Just as Uganda is more than its colonial history, though, Kintu is more than its relationship to writing (or not writing) that history. Perhaps the most fascinating thing about Kintu is how quickly the narrative makes the family tree it opens with a sort of useless tool. More than that, it exposes the inherent insufficiency of that family tree. While the major characters do appear in that genealogical representation, the narrative introduces and references many more members of this extended family throughout the novel. This overflow ultimately manifests in the final section’s family reunion. It becomes clear that the story of Kintu Kidda’s legacy is one that even at its most stripped down, in the form of simple names, exceeds the space of a single page. If that page fails to represent this family, though, the question becomes: Can the novel’s many pages represent it? This is what the novel asks too, among other things, and its answer seems to be yes, and perhaps even, yes, and this is the only way. In the final section, one of Kintu’s youngest descendants, Isaac Newton Kintu, takes in the scene of his vast family brought together in one place: “The ground has a memory he was sure: it was beyond comprehension, beyond sight and beyond touch but he knew it. Otherwise how else could he explain the hundreds of Kintu’s descendants gathered now in this place?” However, that memory that is beyond sight and tough is always incomplete. Indeed, the sudden overflow of characters in the final section speaks to the impossibility of any “complete” understanding of families or of nations. In representing this incomprehensible never-wholeness, Kintu speaks to this fundamental reality of history: the very idea of the whole story is always a fiction.

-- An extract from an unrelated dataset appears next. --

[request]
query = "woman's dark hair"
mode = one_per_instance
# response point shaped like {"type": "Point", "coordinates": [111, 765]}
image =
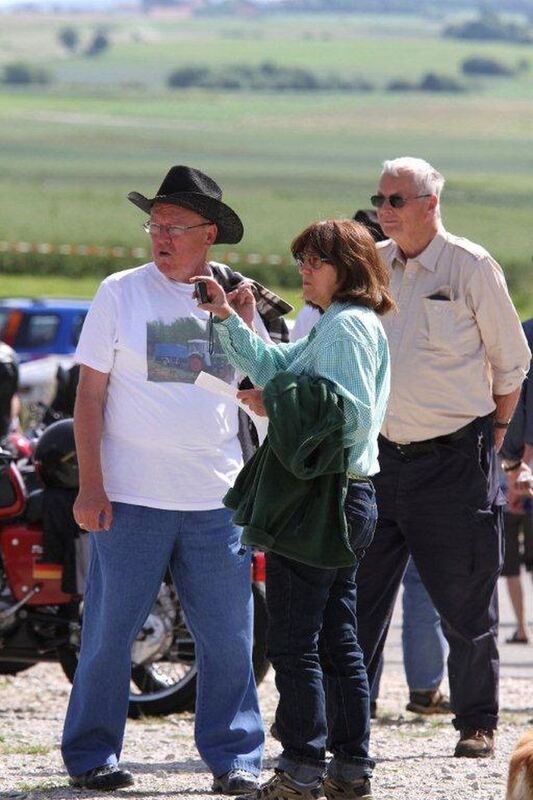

On a meta-level, “this place” where those descendants are gathered is Kintu itself. Makumbi has brought these generations together across time and geography. But this place is also Uganda, and Kintu not only locates this family story in Uganda, it takes Uganda as the subject of its storytelling as well. The temporal location of the prologue (2004) contrasts with that of the first chapter (1750) to demand that we figure out how we get from one to the other. How did the kingdom of Buganda where Kintu Kidda lived and died, lead us to Kampala, Uganda, where one of his male descendants was murdered? Makumbi does her best to draw this perpetually incomplete map in the novel’s structure. Each of the five sections that precede the final collective one tells the stories of different descendants of Kintu, but they also focus on different aspects of Uganda’s long history and its contemporary existence. The story of Kanani Kintu’s relationship with Christianity, for example, is as much a part of Uganda’s story as Isaac’s grappling with the reality of HIV/AIDS. The story Makumbi tells in Kintu is inevitably an amalgam of many stories, and they all matter.
 
Kintu
By Jennifer Nansubuga Makumbi
Kwani Trust, 2014
 


Notes

[1] Aaron Bady, “Let’s Tell This Story,” The New Inquiry, October 8 2014, http://thenewinquiry.com/features/lets-tell-this-story/
 
Mary Pappalardo is a PhD student in English at Louisiana State University, where she works on 20th and 21st century American and transnational literature. She is also the Assistant Nonfiction Editor of New Delta Review, and writes semi-regularly about books at infiniteorgans.wordpress.com.